Innenhof mit Pflanzen, Spielgeräten und Sitzmöglichkeiten im Schatten (Foto: SWR, Jens Nising)

Zukunft des Bundesgartenschaugeländes in Heilbronn In zehn Jahren zum fertigen BUGA-Stadtviertel

Auf dem Heilbronner Bundesgartenschaugelände soll in den kommenden zehn Jahren ein ökologisches Stadtviertel für 3.500 Bewohner entstehen. Am Dienstagabend hat die Stadt Einzelheiten mitgeteilt.

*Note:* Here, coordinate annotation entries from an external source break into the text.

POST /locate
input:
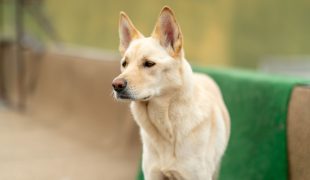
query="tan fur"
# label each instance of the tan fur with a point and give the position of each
(183, 120)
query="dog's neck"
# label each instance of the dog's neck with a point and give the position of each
(157, 109)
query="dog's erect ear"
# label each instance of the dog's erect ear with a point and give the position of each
(168, 32)
(127, 32)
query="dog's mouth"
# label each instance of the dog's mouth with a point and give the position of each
(126, 96)
(123, 96)
(146, 98)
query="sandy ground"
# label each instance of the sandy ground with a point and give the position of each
(72, 129)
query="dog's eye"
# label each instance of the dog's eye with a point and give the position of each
(124, 64)
(148, 64)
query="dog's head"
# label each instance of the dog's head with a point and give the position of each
(150, 66)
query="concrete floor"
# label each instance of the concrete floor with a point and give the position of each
(38, 149)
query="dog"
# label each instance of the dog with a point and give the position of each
(183, 120)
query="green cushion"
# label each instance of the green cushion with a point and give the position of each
(258, 105)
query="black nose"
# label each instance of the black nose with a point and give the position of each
(119, 84)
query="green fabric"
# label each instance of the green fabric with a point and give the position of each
(258, 108)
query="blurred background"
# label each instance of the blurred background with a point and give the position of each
(235, 33)
(58, 119)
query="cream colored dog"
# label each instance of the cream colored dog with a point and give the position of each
(183, 120)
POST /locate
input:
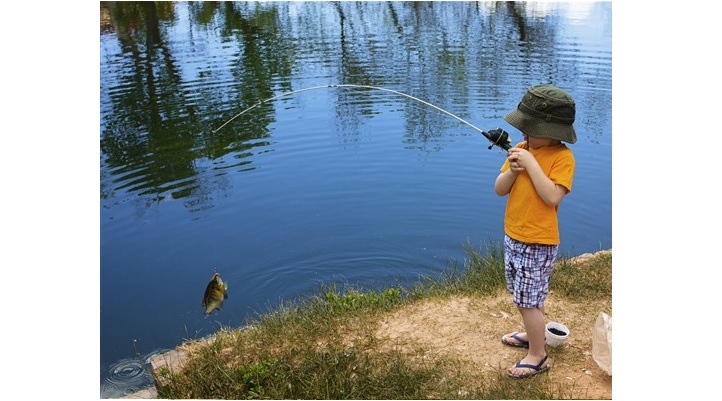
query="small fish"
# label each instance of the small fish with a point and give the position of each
(215, 294)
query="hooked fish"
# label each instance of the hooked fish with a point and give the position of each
(215, 294)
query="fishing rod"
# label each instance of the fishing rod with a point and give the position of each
(497, 137)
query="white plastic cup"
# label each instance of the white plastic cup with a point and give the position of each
(556, 334)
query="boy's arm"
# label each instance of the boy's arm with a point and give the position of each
(504, 181)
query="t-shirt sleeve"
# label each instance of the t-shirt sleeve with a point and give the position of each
(563, 171)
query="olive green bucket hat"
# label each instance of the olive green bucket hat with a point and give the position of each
(545, 111)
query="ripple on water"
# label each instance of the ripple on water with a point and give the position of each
(126, 377)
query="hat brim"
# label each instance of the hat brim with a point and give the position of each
(537, 128)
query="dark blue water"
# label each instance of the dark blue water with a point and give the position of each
(353, 186)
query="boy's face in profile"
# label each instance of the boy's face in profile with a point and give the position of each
(535, 142)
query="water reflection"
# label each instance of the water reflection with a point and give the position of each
(283, 197)
(162, 90)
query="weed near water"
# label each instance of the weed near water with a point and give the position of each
(324, 346)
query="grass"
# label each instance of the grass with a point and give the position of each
(323, 346)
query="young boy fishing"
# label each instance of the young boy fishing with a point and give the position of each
(537, 174)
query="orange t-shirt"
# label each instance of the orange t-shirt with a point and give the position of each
(527, 218)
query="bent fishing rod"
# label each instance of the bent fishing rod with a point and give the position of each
(497, 137)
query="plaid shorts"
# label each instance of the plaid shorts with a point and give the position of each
(528, 268)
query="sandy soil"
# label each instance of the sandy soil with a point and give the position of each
(470, 328)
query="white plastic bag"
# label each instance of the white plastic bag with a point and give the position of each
(602, 342)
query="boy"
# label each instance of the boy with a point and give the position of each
(537, 174)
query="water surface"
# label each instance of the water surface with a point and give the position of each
(344, 185)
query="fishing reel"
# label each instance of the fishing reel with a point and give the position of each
(498, 137)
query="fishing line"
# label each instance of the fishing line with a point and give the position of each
(497, 137)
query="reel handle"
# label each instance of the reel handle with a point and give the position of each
(498, 137)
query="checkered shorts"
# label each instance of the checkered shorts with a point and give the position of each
(528, 268)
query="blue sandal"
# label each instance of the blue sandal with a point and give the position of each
(536, 369)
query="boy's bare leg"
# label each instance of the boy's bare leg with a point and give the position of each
(535, 333)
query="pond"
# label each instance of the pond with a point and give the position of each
(343, 184)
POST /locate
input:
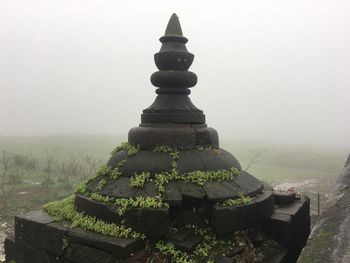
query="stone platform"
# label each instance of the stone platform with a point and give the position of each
(40, 239)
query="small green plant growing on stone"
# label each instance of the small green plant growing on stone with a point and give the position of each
(131, 149)
(241, 200)
(65, 243)
(163, 149)
(139, 202)
(82, 187)
(64, 210)
(139, 180)
(101, 184)
(201, 177)
(160, 181)
(176, 256)
(100, 198)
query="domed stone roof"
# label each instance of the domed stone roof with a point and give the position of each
(172, 171)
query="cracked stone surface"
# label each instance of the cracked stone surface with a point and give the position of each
(330, 238)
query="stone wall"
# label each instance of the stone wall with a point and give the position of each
(330, 238)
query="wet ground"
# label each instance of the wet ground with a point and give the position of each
(5, 229)
(315, 189)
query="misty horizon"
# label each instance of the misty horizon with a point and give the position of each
(272, 71)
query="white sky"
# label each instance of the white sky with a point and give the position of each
(268, 70)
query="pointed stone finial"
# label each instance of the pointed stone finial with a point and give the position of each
(174, 27)
(173, 81)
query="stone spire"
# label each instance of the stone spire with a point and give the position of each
(173, 81)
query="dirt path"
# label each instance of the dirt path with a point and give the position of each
(5, 229)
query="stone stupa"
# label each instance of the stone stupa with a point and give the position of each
(171, 174)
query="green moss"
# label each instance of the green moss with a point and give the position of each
(101, 184)
(65, 243)
(163, 149)
(100, 198)
(241, 200)
(138, 180)
(205, 148)
(139, 202)
(64, 209)
(201, 177)
(131, 149)
(176, 256)
(82, 187)
(160, 181)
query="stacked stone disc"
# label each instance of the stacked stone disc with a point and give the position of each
(173, 156)
(170, 194)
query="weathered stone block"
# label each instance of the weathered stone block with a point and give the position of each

Ein zukunftsfähiges Viertel soll es werden und – Wohnen, Arbeiten und Erholung an einem Ort. Ein Qualitätswettbewerb entscheidet, welche Projekte den Zuschlag bekommen, so der Plan. Einheitsbauten von Großkonzernen sollten es nicht werden, heißt es. Baugruppen, also künftige Bewohner die sich das neue Eigenheim nach ihren Wünschen errichten, seien ausdrücklich erwünscht.

Grünflächen werden bald wieder freigegeben

3.500 Einwohnern sollen hier Platz finden, 1.000 Arbeitsplätzen und viel Natur soll es geben. Auch eine Schule ist vorgesehen. Zwei Drittel des Geländes bleibt Erholungsraum. Derzeit ist der Großteil des Areals abgesperrt. Von November an will die Stadt den Floßhafen, den kleinen See, wieder freigeben. Im kommenden Jahr dann soll der Teil auf dem Gelände der ehemaligen BUGA wieder begehbar sein, was als Grünfläche erhalten bleibt.

Die Pflanzenpracht bei der Experimenta, der so genannte Stadtdschungel, soll erhalten bleiben. Die Straße wird auch nicht wieder für Autos freigegeben, sondern nur für Fußgänger und Radfahrer. Die Pflege bis zur Eisenbahnbrücke übernimmt die Experimenta, von der Brücke bis zum Wohngebiet Neckarbogen ist sie Aufgabe der Stadt, heißt es.

"Wohnen der Zukunft" während der BUGA

Derzeit leben rund 550 Menschen in den neuen Häusern, die während der Bundesgartenschau "Wohnen der Zukunft" zeigen sollten. Das Holzhochhaus, dessen Fassade sich im Sommer nicht aufheizt, die Vertikalbegrünung an den Außenwänden, die für ein angenehmes Klima in der Umgebung sorgt, begrünte Dächer als Maßnahme gegen die Versiegelung der Flächen. Die Innenhöfe sollen von den Bewohnern als gemeinsame Wohlfühloasen genutzt werden.

Die BUGA ist nach 173 Tagen Anfang Oktober zu Ende gegangen. Gut 2,3 Millionen Besucher verzeichneten die Macher.